WPI
Journal

Spring 1998

People of the Century

Dawn of the Information Age

N umerous contributions to the fields of electronics, communications and computer technology, all attributed to alumni of WPI, have helped bring about the Information Age. One of the earliest tendrils of the information technology to enter the workplace was the time clock, which recorded the comings and going of workers with an accuracy not previously possible. Edward G. Watkins, Class of 1886, invented and patented one of the first practical time clocks while he was in charge of the engineering department of Haywood Brothers & Wakefield Co. in Gardner, Mass., a maker of chairs and school furniture. Watkins started a company to make the clocks, which eventually became the Simplex Time Recorder Co.

Few innovations of the last 100 years have changed life more than the telephone, and WPI graduates played important roles in its evolution. For example, John G. Truesdell '08, who spent many years as a supervisor for AT&T Co., demonstrated a possible nationwide telephone network for the Navy in 1917; it included the first teletype service and the first ship-to-shore radio connections. During World War I, he handled long-distance and special telephone service for President Wilson and his cabinet. In 1920, he helped install the first loud speaker system used at both the Democratic and Republican presidential conventions.

Carlton D. Haigis '15 developed the original walkie-talkie units used by the U.S. military. After several years as chief physicist at the Victor Talking Machine Co., he started his own laboratory to study ultra-high-frequency radio, work that led to the development of the military radios. In 1935, he became a radio engineer with the New Jersey State Forest Fire Service, where he established the forest radio service system for the state. A few years later, he became chief of communications for the Control and Communications Branch of the Office of Civil Defense, and in 1943, he was named operations analyst for the Army Air Corps. His career was cut short a year later when an Army plane in which he was riding crashed in North Carolina.

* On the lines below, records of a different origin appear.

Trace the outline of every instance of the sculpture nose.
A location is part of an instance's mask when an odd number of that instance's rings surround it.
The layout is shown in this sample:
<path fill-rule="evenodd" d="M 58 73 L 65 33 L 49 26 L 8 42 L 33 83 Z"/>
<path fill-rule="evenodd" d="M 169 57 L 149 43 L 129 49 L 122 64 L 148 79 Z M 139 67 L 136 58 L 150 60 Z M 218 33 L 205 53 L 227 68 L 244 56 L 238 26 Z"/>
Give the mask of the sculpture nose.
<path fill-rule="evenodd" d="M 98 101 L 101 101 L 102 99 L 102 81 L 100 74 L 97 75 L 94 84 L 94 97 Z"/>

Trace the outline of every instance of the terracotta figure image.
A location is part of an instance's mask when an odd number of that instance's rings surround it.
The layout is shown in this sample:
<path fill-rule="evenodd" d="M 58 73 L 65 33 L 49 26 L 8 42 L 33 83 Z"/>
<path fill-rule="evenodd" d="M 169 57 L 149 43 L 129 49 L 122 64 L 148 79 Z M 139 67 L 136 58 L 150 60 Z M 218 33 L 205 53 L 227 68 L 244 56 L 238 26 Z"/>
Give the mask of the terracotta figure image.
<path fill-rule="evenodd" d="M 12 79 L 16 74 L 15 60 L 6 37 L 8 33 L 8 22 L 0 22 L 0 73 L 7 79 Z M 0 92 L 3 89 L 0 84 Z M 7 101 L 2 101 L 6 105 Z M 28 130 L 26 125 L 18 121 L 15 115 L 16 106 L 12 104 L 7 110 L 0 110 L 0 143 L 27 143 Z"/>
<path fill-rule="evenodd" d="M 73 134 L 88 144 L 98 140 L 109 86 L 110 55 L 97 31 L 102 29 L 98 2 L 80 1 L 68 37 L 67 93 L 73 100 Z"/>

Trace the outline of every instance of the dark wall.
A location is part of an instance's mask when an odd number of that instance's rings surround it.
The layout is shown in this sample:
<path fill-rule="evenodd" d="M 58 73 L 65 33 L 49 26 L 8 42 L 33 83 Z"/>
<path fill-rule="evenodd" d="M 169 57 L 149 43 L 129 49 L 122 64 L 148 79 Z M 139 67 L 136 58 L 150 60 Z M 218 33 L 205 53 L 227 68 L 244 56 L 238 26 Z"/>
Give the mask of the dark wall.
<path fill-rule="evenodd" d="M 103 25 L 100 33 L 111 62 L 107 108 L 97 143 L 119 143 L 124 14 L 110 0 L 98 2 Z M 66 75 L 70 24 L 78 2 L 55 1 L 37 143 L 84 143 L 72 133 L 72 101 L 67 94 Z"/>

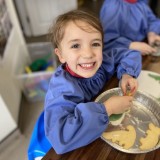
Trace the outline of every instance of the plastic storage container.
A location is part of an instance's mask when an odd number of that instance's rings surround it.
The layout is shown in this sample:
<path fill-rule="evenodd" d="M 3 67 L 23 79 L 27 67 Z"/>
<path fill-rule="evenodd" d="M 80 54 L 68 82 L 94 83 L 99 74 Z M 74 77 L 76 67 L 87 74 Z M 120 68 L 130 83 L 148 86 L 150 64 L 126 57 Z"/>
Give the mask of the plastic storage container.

Visitors to the National Inventors Hall of Fame in Akron, Ohio, will find exhibits about two WPI graduates, Robert H. Goddard and Harold S. Black '21. Black earned 347 patents during his long career at Bell Laboratories. The one that earned him a spot in the hall of fame resulted from a moment of inspiration he had on the ferry as he traveled to work in New York City one morning in 1927. He had been trying to figure out how to eliminate distortion on long-distance telephone calls. His solution was the negative feedback amplifier, which corrected the distortion by feeding part of the signal back to the amplifier and comparing it to the original signal. Black's theory of negative feedback, which has been called one of the greatest engineering achievements of all time, has been applied in fields as diverse as control engineering, digital computers and psychology. His invention won him the John Price Wetherell Award from the Franklin Institute and the Lamme Gold Medal from the American Institute of Electrical Engineers.

The modern floppy disk, familiar to computer users everywhere, owes a bit of its heritage to Harrison W. Fuller '46, a pioneer in applied research in thin-film magnetics. Fuller was director of the Solid-State Electronics Laboratory at the Laboratory for Electronics Inc. in Boston, where he was also chief physicist. At LFE, he conducted some of the early work in thin-film magnetics that helped make possible low-cost storage devices - floppy disks - for early personal computers.